You Are What You Read -- for Older Readers

You Are What You Read Quick Guide for Teachers

  • Grades: 3–5, 6–8, 9–12

Use this convenient guide to engage older readers in You Are What You Read, Scholastic's new resource that allows students to explore their literary selves and connect and share with other readers around the globe.

Following the launch of Scholastic's Read Every Day. Lead a Better Life. literacy campaign, You Are What You Read was created to provide a social networking site to facilitate and support the reading community. Teachers, parents, and kids are all invited to join and kids will find their own special area on the site with its own identity. All are invited to submit their "bookprint" -- five book titles that have informed your life in a lasting way.

This guide equips you with talking points and materials to initiate your students into the online reading community. It also includes a Sample Letter for Parents to let them know about the program and how they may support your classroom activities at home. For projects and information relating to lower grades, please refer to the full Quick Guide for Teachers and visit You Are What You Read -- for Younger Readers.

STUDENT ACTIVITIES

Bookprints Tell Your Story

A bookprint is the mark that a book leaves on our lives, shaping who we are and who we become. As described by Dr. Alfred Tatum, professor at the University of Illinois-Chicago, our textual lineage is a reading and writing autobiography, which shows that who you are is in part developed through the stories and information you’ve experienced. Once your students have created their bookprints on the site, give them a chance to explain to the class what is special about each of the books that they chose.

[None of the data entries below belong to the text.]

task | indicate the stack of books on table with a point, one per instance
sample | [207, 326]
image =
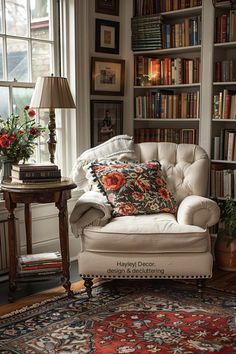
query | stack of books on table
[35, 173]
[40, 264]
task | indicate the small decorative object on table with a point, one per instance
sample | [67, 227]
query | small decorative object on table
[17, 139]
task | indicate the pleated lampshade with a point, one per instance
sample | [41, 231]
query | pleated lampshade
[52, 92]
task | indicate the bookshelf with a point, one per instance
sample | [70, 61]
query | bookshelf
[167, 85]
[223, 124]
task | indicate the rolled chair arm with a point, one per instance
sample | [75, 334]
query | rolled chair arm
[198, 211]
[91, 208]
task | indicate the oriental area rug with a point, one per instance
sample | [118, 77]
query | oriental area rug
[125, 317]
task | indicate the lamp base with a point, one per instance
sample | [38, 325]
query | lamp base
[52, 135]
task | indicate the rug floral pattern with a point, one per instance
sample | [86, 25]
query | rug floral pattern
[134, 317]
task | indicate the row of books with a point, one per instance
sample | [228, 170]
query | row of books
[226, 27]
[182, 34]
[148, 7]
[167, 71]
[223, 183]
[168, 105]
[225, 145]
[146, 33]
[224, 105]
[35, 173]
[225, 71]
[186, 136]
[40, 263]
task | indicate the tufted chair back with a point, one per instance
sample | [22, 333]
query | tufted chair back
[185, 166]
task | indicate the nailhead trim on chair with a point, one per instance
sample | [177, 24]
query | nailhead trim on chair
[145, 276]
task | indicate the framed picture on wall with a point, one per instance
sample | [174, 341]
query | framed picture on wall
[109, 7]
[107, 36]
[106, 120]
[107, 76]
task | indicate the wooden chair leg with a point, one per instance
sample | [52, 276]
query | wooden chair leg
[88, 283]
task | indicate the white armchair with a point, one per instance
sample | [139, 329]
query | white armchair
[158, 245]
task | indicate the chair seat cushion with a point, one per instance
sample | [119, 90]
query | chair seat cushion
[154, 233]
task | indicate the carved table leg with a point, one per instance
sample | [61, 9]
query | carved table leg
[28, 228]
[12, 245]
[88, 283]
[64, 242]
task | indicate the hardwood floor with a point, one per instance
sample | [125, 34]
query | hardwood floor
[31, 293]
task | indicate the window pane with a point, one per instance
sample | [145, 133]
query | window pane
[17, 60]
[40, 20]
[4, 107]
[1, 29]
[16, 17]
[1, 60]
[41, 54]
[43, 146]
[21, 98]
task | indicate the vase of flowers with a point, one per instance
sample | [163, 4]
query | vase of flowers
[18, 136]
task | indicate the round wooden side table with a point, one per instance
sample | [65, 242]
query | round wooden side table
[45, 192]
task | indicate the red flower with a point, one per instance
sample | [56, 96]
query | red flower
[138, 196]
[34, 131]
[159, 181]
[152, 164]
[4, 141]
[126, 209]
[113, 181]
[142, 184]
[12, 138]
[122, 165]
[31, 113]
[164, 193]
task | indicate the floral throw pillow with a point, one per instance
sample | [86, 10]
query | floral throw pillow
[134, 188]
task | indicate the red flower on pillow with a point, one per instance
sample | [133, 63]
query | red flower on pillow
[159, 181]
[138, 196]
[151, 164]
[134, 188]
[113, 181]
[126, 209]
[143, 184]
[164, 193]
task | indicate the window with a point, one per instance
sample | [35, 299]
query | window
[27, 50]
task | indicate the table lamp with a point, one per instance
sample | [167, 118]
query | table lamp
[52, 92]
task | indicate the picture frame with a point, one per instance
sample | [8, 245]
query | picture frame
[109, 7]
[107, 76]
[106, 120]
[107, 35]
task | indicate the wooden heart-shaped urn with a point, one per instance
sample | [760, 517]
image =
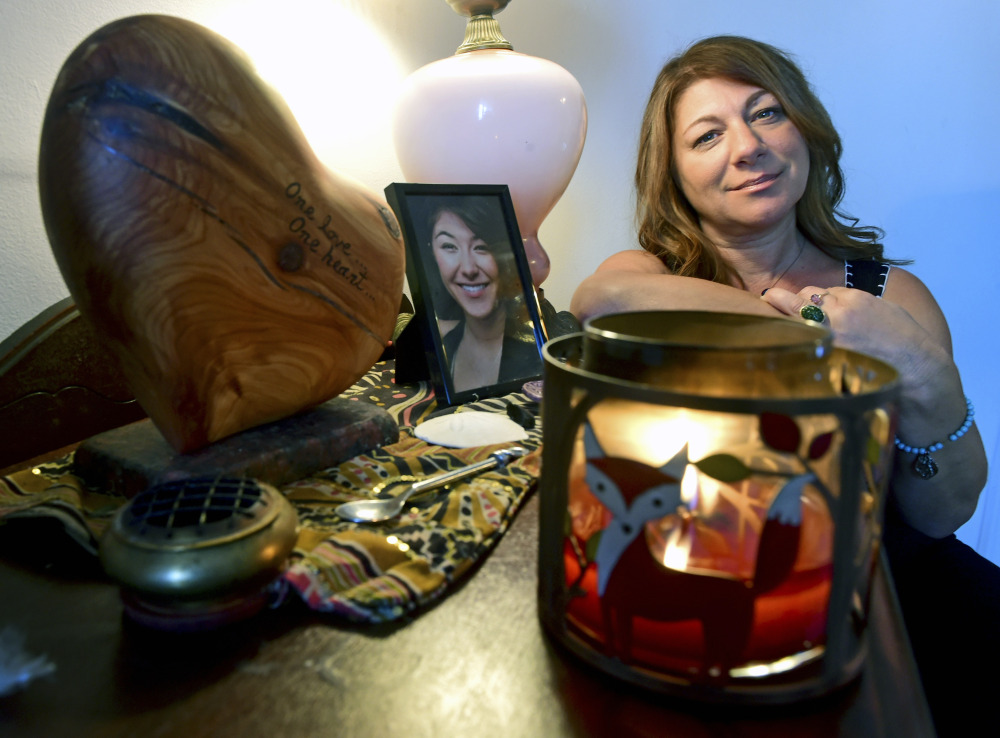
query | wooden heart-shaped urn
[236, 279]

Use the easy "5 Book Titles I Love" worksheet to help students share their thoughts about the books that are important to them.

Call for Bookprints

Within the You Are What You Read Web site (www.youarewhatyouread.com/kids), students can select their own bookprints – the five books that are most special to them. Once your students have shared their bookprints with the rest of the class, they can find out the bookprints of their families and friends outside the classroom. For example, ask students to find out the five books that have special meaning for their parents or caregivers. They can record the information, then report it to the class. Ask students to make observations about their findings. What kinds of books are popular? What are some of the most popular titles?

Three Things

Knowing which books other students have loved, and why, is the best recommendation for what a student might chose to read next. Invite your students to expand on their bookprint. Have them each write the name of the books they love and three things that they liked about each book. Have the class work together to publish a newsletter. Distribute it to other classes, or post it on your school web site.

Share a Page

Sometimes, just a single passage from a great book can be so entertaining, so humorous, or exciting, that it sums up the whole book. Have your students select a passage from one of their favorite books to share with the rest of the class. Have each student read out loud from the text. The rest of the class can decide if what they heard was intriguing enough to make them want to read the book.